# buds growing in gravel?



## floatingbear (Aug 30, 2010)

i purchased some buds from the store the other day and placed some under gravel. some into a log i have placed in my 30g. i was wondering if i needed to take any actions to ensure the budding of these underwater plants. i understand they do better in substrate but will do okay in gravel.


----------



## Dmaaaaax (Nov 20, 2008)

I would let them sit on top of the gravel until you start to see roots or leaves. Some buds can be buried all the way, some should be buried half-way. 

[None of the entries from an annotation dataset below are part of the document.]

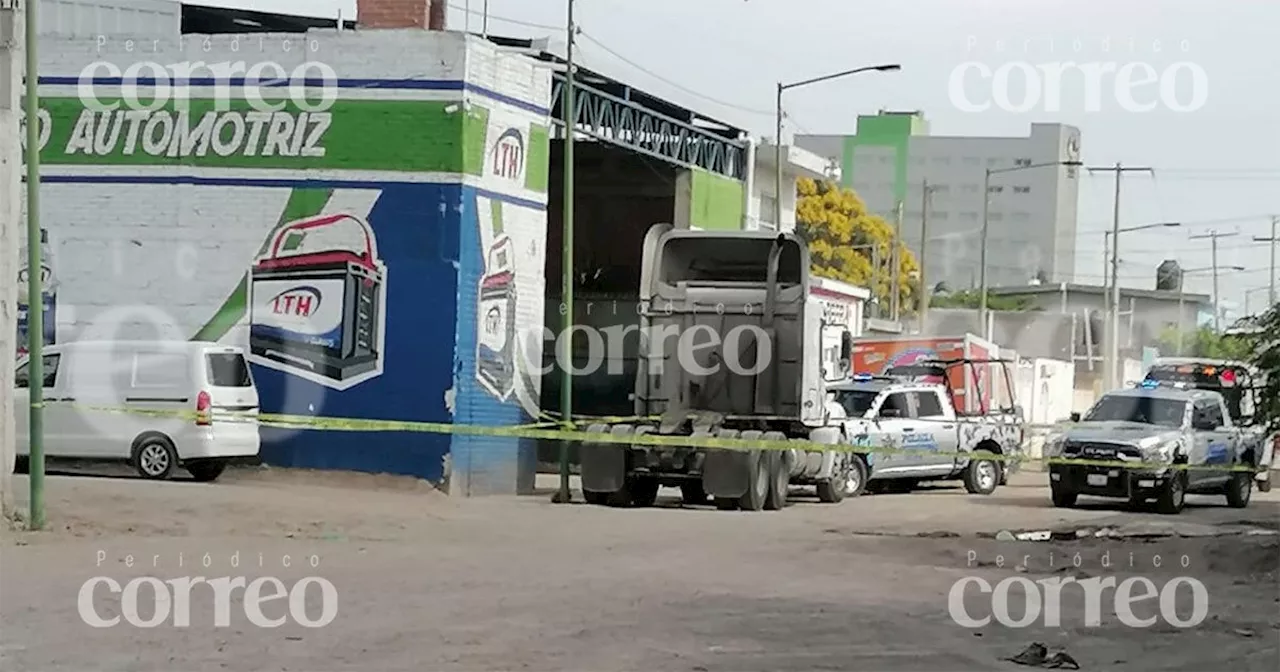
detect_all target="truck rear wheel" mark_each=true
[737,451,771,511]
[742,431,791,511]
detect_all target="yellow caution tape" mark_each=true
[52,404,1260,472]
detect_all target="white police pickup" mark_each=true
[828,375,1023,494]
[1046,381,1254,513]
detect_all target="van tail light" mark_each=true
[196,392,214,426]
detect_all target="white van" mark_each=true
[14,340,260,481]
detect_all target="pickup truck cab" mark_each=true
[831,375,1023,494]
[1046,381,1253,513]
[1147,357,1280,493]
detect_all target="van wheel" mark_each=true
[133,435,178,481]
[187,460,227,483]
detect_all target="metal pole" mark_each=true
[919,179,933,335]
[773,82,786,230]
[978,168,991,340]
[1267,215,1280,310]
[23,0,45,530]
[890,201,902,321]
[1178,288,1187,357]
[556,0,577,503]
[1107,163,1124,388]
[1210,236,1222,334]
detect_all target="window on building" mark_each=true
[756,195,778,227]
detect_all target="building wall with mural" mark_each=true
[24,31,550,494]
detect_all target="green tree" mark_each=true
[929,289,1043,312]
[796,178,919,307]
[1247,306,1280,431]
[1160,326,1253,361]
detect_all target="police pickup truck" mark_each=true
[1046,380,1253,513]
[829,366,1023,494]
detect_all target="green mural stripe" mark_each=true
[191,188,333,343]
[41,97,489,175]
[525,124,552,193]
[457,104,489,175]
[489,200,504,238]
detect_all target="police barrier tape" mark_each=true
[55,404,1262,472]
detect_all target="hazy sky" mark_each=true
[192,0,1280,317]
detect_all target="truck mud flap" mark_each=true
[694,430,750,499]
[580,425,634,493]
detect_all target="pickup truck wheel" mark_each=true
[964,460,1000,494]
[1053,488,1080,508]
[1226,471,1253,508]
[1156,471,1187,516]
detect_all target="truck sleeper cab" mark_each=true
[581,224,861,511]
[14,340,260,481]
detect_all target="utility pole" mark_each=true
[1190,230,1239,334]
[553,0,577,504]
[1253,215,1280,310]
[890,201,902,321]
[919,179,933,335]
[0,0,23,517]
[1088,161,1156,389]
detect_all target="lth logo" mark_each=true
[493,128,525,179]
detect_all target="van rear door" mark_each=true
[202,348,257,420]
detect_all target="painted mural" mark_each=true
[28,35,549,490]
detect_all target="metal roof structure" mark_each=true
[486,35,749,179]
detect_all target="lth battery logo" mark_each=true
[250,214,387,389]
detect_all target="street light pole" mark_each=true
[773,63,902,230]
[1253,215,1280,306]
[23,0,45,530]
[554,0,577,504]
[1088,161,1155,388]
[978,161,1080,340]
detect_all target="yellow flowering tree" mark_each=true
[796,178,919,310]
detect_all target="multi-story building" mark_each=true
[796,110,1080,289]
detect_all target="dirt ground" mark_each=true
[0,470,1280,672]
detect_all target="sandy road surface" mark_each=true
[0,470,1280,672]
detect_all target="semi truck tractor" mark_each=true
[581,224,867,511]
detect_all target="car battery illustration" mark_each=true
[18,229,58,358]
[476,236,516,401]
[250,214,385,381]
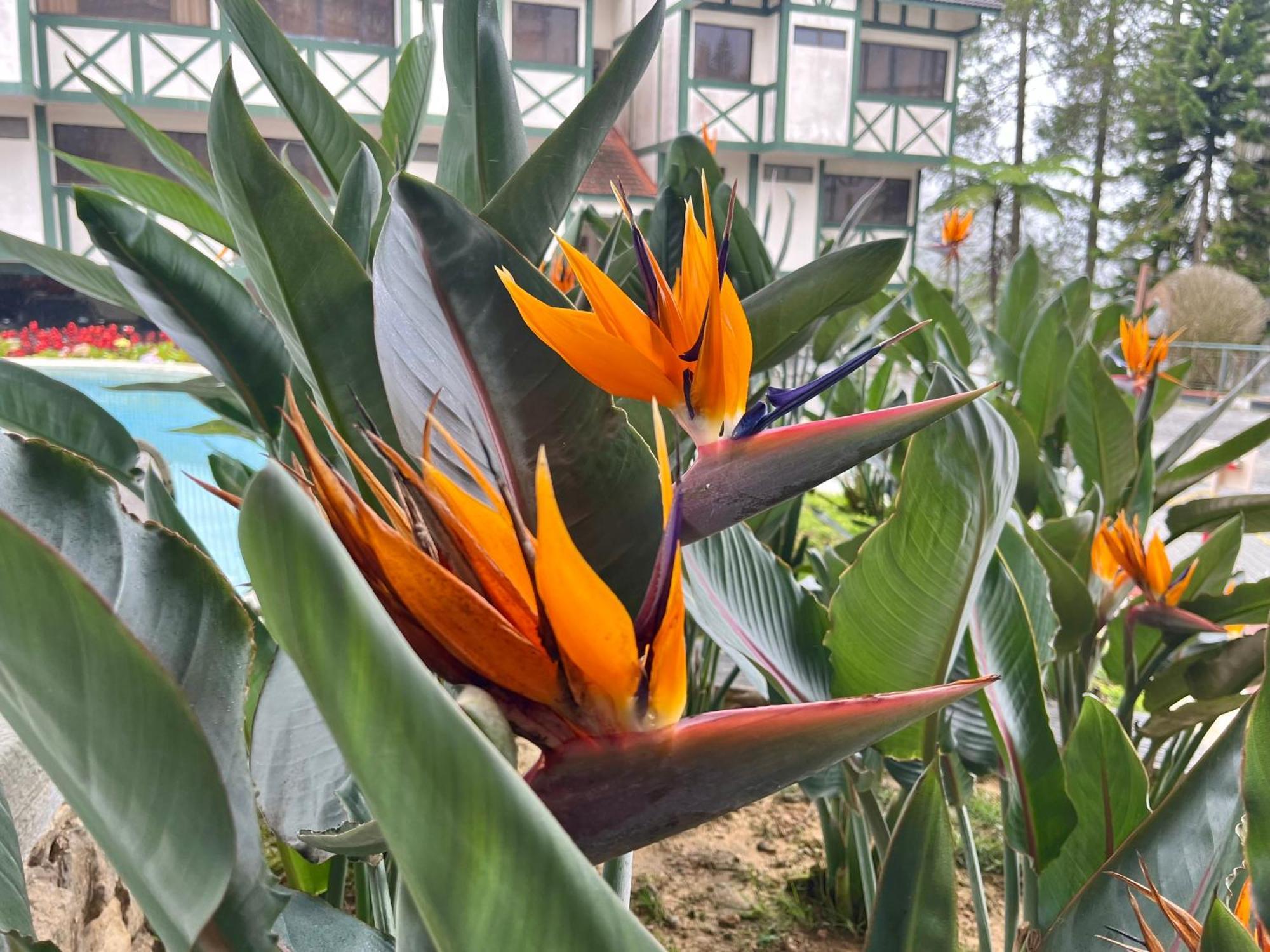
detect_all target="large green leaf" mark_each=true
[865,767,959,952]
[0,437,282,952]
[1243,640,1270,924]
[1156,416,1270,508]
[0,360,141,487]
[330,145,384,268]
[526,679,986,862]
[1038,694,1149,928]
[437,0,528,209]
[212,0,395,192]
[826,368,1019,758]
[375,175,662,611]
[1156,357,1270,472]
[0,475,235,952]
[1019,307,1076,439]
[1165,493,1270,537]
[207,64,396,466]
[75,189,290,438]
[480,0,665,261]
[1067,345,1138,505]
[239,465,658,952]
[683,523,833,701]
[380,31,437,171]
[679,387,996,542]
[1199,899,1260,952]
[0,231,141,316]
[742,239,907,373]
[970,526,1076,872]
[997,245,1040,354]
[56,152,234,248]
[1041,715,1246,952]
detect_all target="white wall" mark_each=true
[785,10,856,146]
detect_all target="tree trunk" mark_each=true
[1085,0,1118,282]
[1010,8,1031,260]
[988,193,1001,327]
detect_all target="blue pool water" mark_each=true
[38,363,264,585]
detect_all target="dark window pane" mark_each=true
[763,165,813,185]
[512,4,578,66]
[260,0,396,46]
[860,43,949,99]
[43,0,207,27]
[53,126,208,184]
[692,23,754,83]
[820,175,912,225]
[794,27,847,50]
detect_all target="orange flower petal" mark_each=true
[499,272,683,407]
[535,451,641,730]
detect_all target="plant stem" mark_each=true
[997,777,1019,949]
[956,803,992,952]
[605,853,635,906]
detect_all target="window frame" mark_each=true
[509,0,584,69]
[857,38,952,103]
[817,171,913,228]
[692,20,754,86]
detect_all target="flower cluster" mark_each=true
[0,321,189,360]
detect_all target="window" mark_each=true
[820,175,912,225]
[692,23,754,83]
[860,43,949,99]
[794,27,847,50]
[53,126,208,185]
[36,0,208,27]
[260,0,396,46]
[512,4,578,66]
[763,165,813,185]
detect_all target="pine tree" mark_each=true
[1125,0,1270,269]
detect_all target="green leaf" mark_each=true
[1067,345,1138,505]
[216,0,395,192]
[75,189,290,438]
[1156,357,1270,472]
[742,239,907,373]
[826,368,1019,759]
[1041,713,1246,952]
[683,523,833,702]
[970,526,1076,872]
[375,175,662,611]
[330,145,384,268]
[207,63,396,468]
[0,459,235,951]
[1156,416,1270,508]
[1019,307,1076,439]
[0,793,36,937]
[679,387,996,542]
[909,269,973,373]
[1242,640,1270,939]
[865,767,958,952]
[1199,899,1259,952]
[0,231,141,316]
[1165,493,1270,538]
[437,0,528,208]
[1038,694,1151,928]
[478,0,665,261]
[0,360,141,486]
[1024,524,1095,652]
[240,465,658,952]
[53,150,234,248]
[997,245,1040,354]
[0,437,281,952]
[79,74,221,208]
[380,31,437,171]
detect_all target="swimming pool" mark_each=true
[29,360,264,585]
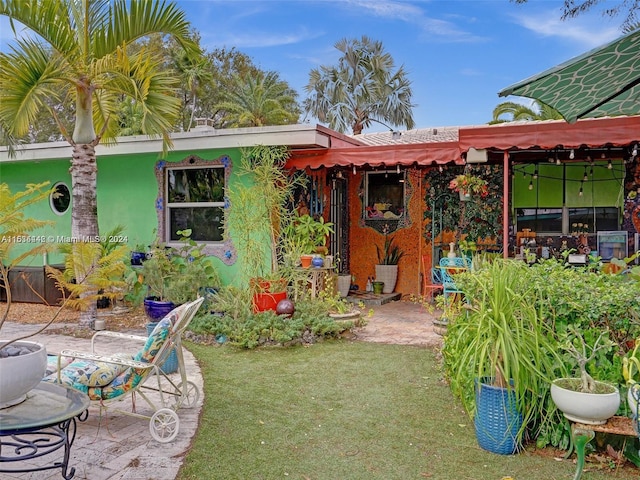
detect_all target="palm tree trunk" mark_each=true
[70,144,98,327]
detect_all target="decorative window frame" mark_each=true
[49,181,72,216]
[155,155,238,265]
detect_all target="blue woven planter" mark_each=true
[147,322,178,373]
[474,379,522,455]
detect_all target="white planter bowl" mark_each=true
[627,383,640,417]
[551,378,620,425]
[0,340,47,408]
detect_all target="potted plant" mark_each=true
[443,259,562,454]
[227,145,304,311]
[376,225,404,293]
[283,211,333,268]
[449,173,489,201]
[551,325,620,425]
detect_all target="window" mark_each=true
[156,155,237,265]
[49,182,71,215]
[166,165,225,242]
[516,207,620,235]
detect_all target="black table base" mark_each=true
[0,410,89,480]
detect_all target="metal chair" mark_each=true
[439,257,470,303]
[44,298,204,443]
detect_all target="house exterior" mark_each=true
[0,117,640,300]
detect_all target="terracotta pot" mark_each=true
[252,291,287,312]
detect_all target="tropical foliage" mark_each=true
[443,258,640,448]
[304,36,414,135]
[217,72,299,127]
[424,165,503,242]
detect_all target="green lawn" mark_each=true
[178,341,638,480]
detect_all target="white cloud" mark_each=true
[340,0,484,42]
[514,10,621,49]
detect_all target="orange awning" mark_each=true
[286,142,464,170]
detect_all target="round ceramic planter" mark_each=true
[551,378,620,425]
[0,340,47,408]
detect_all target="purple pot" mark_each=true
[144,297,176,322]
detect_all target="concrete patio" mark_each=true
[0,301,441,480]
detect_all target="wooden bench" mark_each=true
[567,415,640,480]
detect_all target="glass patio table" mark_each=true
[0,382,89,480]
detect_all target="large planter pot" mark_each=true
[0,340,47,408]
[144,297,176,322]
[474,379,522,455]
[376,265,398,293]
[551,378,620,425]
[338,275,351,298]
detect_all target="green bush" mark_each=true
[190,287,353,348]
[443,259,640,448]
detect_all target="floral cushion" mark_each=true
[44,355,73,377]
[44,307,180,400]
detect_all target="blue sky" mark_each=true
[0,0,622,131]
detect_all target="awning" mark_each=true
[458,116,640,152]
[286,142,464,170]
[498,29,640,123]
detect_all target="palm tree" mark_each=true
[304,36,414,135]
[217,71,300,127]
[489,100,562,125]
[0,0,200,324]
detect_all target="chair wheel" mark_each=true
[175,381,200,408]
[149,408,180,443]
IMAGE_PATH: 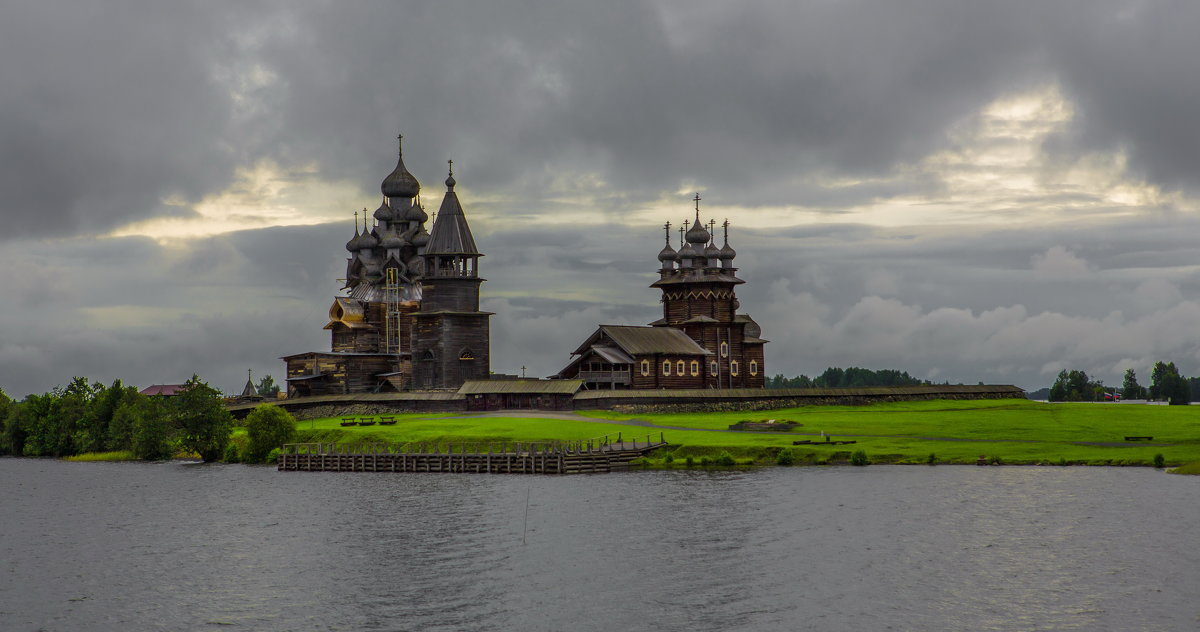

I have a tiger lotus, where the bud seems to like to break off from the main plant after a few months. The leaves root and probably start a new bud (under the gravel). The old bud then rolls around on the gravel and in a few weeks, I get new leaves.


----------



## mk4gti (Jun 15, 2010)

I constantly trim my tiger lotus down to the bulb. Sometimes i remove the plants and plant them, sometimes i throw them out. 2 bulbs have yielded me upwards of 25 sprout lings over a 3 month period.


----------



## floatingbear (Aug 30, 2010)

thanks for the information. ill let them sit on the gravel for a bit. they have all been buried. im not really sure what buds will grow into what though. it was just an assortment of different buds in one package.


----------